Now, a disclaimer (cos you should never NOT have a disclaimer): While I hope to achieve a natural, drug-free birth, I am perfectly aware that births do not always go the way you plan. I mean, Murphy is like my BFF. In the event that I need to have a C-sect or an epidural, I am more than willing to do so and no, I won’t kill myself over it. The perfect birth is the one in which my son and I emerge healthy and safe.
With me and my mental complexity, I decided that going for a structured class would benefit me immensely (ie. instead of me doing it on my own with books and CDs, which you CAN). I was very drawn to hypnobirthing because it focuses on the power of the mind but I was dithering because of costs: a typical hypnobirthing course can cost more than twice that of a conventional antenatal class. But when my friend P came back from her first hypnobirthing session with rave reviews, I decided to splurge and sign up with Four Trimesters.
Mr Thick and I attended our first session with Ginny over the weekend and I came away feeling like it was money well spent. It was pretty intimate because there were only four other couples in the group and we shared among one another about our fears and aspirations towards the birth of our children. And it felt good voicing out my fears and seeing the words form on the pages of the book. It was almost catharthic, knowing that I have pulled the words out of my brains and I can now “discard” these words from my mind.

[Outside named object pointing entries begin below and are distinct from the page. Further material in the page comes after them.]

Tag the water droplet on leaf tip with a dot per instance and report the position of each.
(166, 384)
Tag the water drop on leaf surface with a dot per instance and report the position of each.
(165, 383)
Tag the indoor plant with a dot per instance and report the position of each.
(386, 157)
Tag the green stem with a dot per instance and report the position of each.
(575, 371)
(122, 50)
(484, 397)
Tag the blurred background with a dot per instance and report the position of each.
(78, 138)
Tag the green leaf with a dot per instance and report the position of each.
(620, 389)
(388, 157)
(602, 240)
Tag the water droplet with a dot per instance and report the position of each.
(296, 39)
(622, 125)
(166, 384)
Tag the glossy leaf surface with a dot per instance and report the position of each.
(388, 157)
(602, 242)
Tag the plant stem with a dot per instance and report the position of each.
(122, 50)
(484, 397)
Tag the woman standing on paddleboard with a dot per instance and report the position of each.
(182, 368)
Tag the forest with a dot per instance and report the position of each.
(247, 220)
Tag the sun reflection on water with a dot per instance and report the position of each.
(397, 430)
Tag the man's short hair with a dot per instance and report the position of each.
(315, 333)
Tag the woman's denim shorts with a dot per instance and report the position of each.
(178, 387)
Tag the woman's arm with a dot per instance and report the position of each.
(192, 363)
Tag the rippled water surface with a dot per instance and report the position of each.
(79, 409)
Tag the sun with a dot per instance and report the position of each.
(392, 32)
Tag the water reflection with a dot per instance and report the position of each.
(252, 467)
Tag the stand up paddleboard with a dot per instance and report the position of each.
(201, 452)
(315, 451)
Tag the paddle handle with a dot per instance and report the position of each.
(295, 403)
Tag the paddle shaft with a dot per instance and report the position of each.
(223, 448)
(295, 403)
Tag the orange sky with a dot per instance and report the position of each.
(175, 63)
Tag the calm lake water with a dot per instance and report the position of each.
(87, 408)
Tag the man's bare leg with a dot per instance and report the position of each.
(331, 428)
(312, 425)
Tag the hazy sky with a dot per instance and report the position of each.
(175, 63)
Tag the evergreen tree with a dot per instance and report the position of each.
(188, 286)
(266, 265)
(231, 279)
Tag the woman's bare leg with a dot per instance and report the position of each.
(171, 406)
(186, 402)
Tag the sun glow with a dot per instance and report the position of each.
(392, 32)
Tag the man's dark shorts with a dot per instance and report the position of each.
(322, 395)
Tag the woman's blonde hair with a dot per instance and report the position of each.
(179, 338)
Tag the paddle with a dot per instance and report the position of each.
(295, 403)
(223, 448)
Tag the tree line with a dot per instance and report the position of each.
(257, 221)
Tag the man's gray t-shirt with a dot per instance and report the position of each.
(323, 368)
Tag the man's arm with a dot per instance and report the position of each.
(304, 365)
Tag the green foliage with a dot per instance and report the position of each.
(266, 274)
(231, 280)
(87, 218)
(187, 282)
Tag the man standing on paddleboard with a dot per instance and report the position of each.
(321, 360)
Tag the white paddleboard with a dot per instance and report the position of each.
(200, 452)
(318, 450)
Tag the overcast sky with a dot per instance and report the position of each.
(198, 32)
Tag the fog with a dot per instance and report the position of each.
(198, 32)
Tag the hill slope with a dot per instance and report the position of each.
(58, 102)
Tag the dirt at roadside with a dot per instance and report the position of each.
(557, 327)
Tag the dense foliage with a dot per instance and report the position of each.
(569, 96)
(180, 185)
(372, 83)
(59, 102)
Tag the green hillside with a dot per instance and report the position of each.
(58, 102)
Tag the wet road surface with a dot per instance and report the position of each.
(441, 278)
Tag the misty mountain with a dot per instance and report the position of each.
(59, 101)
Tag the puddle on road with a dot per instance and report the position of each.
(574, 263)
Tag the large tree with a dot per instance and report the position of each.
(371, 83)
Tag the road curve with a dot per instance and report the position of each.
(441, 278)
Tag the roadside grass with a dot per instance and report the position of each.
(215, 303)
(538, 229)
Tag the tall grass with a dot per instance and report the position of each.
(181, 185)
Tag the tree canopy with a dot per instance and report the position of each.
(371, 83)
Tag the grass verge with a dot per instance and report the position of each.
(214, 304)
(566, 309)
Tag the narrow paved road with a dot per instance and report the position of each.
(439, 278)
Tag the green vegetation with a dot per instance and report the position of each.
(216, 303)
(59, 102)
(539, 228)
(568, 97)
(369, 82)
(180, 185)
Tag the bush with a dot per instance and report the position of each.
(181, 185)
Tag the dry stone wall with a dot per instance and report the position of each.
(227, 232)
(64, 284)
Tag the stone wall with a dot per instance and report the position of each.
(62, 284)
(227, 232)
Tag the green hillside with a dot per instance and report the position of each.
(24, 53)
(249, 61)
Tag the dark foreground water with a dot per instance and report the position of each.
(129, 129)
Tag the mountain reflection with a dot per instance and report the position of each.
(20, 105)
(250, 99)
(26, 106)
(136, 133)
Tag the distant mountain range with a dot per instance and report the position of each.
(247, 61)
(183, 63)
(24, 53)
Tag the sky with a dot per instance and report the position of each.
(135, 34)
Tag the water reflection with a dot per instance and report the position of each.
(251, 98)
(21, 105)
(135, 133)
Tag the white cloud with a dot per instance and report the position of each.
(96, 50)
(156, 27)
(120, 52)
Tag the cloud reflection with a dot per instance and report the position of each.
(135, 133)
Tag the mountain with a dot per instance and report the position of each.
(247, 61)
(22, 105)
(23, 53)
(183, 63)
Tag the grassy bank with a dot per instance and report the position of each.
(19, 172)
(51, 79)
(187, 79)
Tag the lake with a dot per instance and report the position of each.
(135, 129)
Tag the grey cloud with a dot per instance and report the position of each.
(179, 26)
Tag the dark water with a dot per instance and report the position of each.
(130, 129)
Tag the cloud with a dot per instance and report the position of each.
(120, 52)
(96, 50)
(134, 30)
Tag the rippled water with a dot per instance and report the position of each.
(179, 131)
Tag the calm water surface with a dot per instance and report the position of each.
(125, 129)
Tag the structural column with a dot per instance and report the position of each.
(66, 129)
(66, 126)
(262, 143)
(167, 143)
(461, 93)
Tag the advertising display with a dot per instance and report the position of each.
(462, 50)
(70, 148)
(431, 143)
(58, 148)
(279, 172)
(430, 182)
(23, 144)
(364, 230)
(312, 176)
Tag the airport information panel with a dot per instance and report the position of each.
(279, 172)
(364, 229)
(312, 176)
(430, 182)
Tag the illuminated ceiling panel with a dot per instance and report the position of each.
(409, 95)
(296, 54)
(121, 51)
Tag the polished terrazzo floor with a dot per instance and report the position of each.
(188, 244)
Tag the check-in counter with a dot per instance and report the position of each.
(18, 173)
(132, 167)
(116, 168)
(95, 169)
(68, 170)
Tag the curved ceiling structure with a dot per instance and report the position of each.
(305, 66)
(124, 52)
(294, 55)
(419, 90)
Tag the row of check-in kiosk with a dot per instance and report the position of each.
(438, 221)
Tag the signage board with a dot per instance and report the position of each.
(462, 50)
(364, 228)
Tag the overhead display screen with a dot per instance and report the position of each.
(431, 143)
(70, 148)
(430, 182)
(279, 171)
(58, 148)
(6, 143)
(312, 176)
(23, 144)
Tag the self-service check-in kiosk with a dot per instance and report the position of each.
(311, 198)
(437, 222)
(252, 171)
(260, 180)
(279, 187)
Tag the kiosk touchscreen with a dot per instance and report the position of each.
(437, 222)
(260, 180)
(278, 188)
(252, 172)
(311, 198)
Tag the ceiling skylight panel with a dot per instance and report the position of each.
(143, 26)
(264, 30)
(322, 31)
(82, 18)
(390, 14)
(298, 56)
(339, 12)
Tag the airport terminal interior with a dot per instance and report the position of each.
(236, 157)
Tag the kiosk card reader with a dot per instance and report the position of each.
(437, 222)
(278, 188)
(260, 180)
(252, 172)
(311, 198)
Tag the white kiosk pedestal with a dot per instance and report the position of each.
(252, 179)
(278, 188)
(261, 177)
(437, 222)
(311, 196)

Plus, I was pleasantly surprised by husband’s fear. I know, it sounds weird. But he shared with the group that his greatest fear was the uncertainty that loomed over birth and parenthood, and how he felt that he wasn’t adequately prepared. It was almost SNAG-ish.
WOW. That man manages to impress me after 12 long years together!
While I can only tell you if hypnobirthing works in March 2012 when the nugget makes his way out, I can honestly say that it’s something that I firmly believe in. I know that hypnobirthing does not guarantee the kind of birth that I want but it’s something that I can work towards.